# Ford Commercial



## wyogoob (Sep 7, 2007)

From the people that know how to sell cars:

http://www.richhumor.com/wp-filez/Perha ... mercia.wmv


----------



## GaryFish (Sep 7, 2007)

Don't let 1-I see it.


----------



## Nor-tah (Dec 16, 2007)

Little cheezy, good though. Ford has done a great job and thats coming from a Chevy guy.


----------



## wyogoob (Sep 7, 2007)

Nor-tah said:


> Little cheezy, good though............................


If you ever have a child come home safely from a war this ad will not seem so cheezy.
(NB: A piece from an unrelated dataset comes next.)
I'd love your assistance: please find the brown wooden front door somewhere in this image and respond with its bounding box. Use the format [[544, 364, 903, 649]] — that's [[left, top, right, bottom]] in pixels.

It's an old commercial and IMHO a great marketing device.


----------



## GaryFish (Sep 7, 2007)

See, I was watching it and ready for the kid to come home and get in a Camero. And that being the real reason that Dad wasn't there to greet him - even after coming home from the war, being a Ford guy and all. The shame of driving a chevy far exceeded the pride of serving the country! Something that could never be forgiven! ;-)


----------



## Al Hansen (Sep 7, 2007)

Nice Car but the wrong color................... should be alloy not red. :wink:


----------



## wyogoob (Sep 7, 2007)

Close to a full moon?

To much Mountain Dew?

You guys are on one.


----------



## proutdoors (Sep 24, 2007)

wyogoob said:


> Close to a full moon?
> 
> To much Mountain Dew? Not possible!
> 
> You guys are on one.


I'm sure glad I've always been a Ford guy, that way I don't have to be driving an Obama Motors POS.


----------



## Huntoholic (Sep 17, 2008)

I must be getting sentimental in my old age. It made me tear up. Just a little.


----------